Kurz vor dem Konklave: Ein Hauch von Demokratie
Die Auswahl des nächsten Papstes soll am Sonntag beginnen. Neu ist: Allianzen und Absprachen müssen schneller erfolgen als bei anderen Konklaven.
BERLIN taz | Das „Konklave“ zur Wahl eines neuen Papstes wird aller Voraussicht nach Anfang kommender Woche beginnen. Zwar ist noch keine offizielle Entscheidung gefallen, aber viele Beobachter erwarten, dass die Wahl in der Sixtinischen Kapelle des Vatikans am Sonntag oder Montag beginnt. Die Kapelle wurde am Dienstag wegen der Vorbereitungen für Besucher gesperrt.
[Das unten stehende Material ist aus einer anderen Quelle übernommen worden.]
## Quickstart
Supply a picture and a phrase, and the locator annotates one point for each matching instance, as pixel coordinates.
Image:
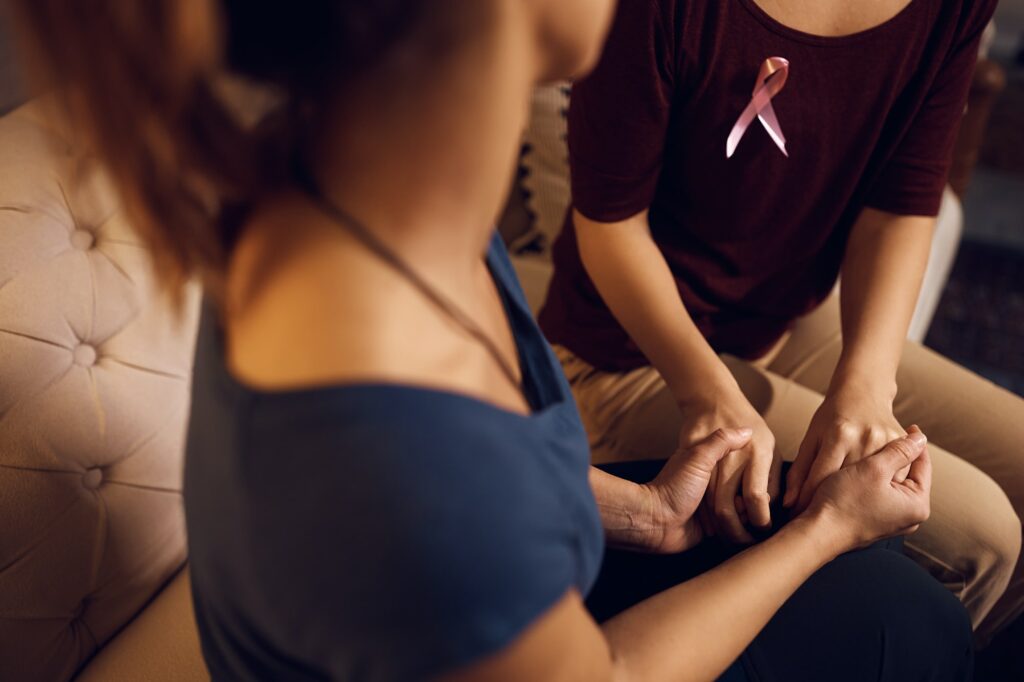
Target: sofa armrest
(161, 644)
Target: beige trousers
(976, 431)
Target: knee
(991, 535)
(921, 623)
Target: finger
(798, 472)
(775, 477)
(726, 515)
(828, 461)
(756, 489)
(880, 439)
(707, 453)
(900, 453)
(708, 505)
(921, 471)
(707, 518)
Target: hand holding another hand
(868, 500)
(678, 489)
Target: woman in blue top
(387, 478)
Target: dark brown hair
(140, 80)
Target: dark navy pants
(869, 614)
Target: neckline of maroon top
(777, 27)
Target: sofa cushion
(94, 378)
(160, 645)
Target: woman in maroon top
(689, 287)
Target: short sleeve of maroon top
(757, 240)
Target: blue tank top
(376, 531)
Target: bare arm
(694, 630)
(634, 280)
(883, 268)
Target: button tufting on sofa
(84, 354)
(92, 478)
(91, 523)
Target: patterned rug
(980, 318)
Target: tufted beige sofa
(94, 378)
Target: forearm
(635, 282)
(694, 630)
(883, 268)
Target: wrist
(851, 378)
(823, 529)
(707, 385)
(629, 520)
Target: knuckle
(847, 431)
(758, 497)
(877, 467)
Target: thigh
(650, 427)
(633, 416)
(961, 412)
(869, 614)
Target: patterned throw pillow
(540, 194)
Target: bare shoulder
(564, 643)
(307, 306)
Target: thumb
(902, 452)
(707, 453)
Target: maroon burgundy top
(757, 240)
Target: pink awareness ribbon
(771, 79)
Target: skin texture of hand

Die Entscheidung ist schon deshalb nicht einfach, weil sie ungewohnt demokratisch erfolgt. Denn nach dem Rücktritt von Benedikt XVI. am 28. Februar führt die Versammlung der 207 Kardinäle die Amtsgeschäfte der Kirche. Anders als sonst bestimmt keine traditionelle Hierarchie. Dazu kommt, dass die Verwaltung des Kirchenstaats, die römische „Kurie“, derzeit ebenfalls kaum Entscheidungen fällt.
Denn mit dem Ende der Herrschaft des Papstes haben automatisch alle leitenden Beamten der Kurie ihren Job verloren. Bis Mittwoch waren noch nicht alle Kardinäle in Rom eingetroffen. Die Kirchenführer trafen sich bisher mehrmals, um sich auf die Wahl vorzubereiten und einen Eid zu leisten, der sie zur Geheimhaltung rund um die Wahl verpflichtet. Doch vor und hinter den Kulissen sammeln sich jetzt die verschiedenen Lager für die Papstwahl. Bisher sieht es nicht so aus, als habe eine Richtung die nötige Mehrheit.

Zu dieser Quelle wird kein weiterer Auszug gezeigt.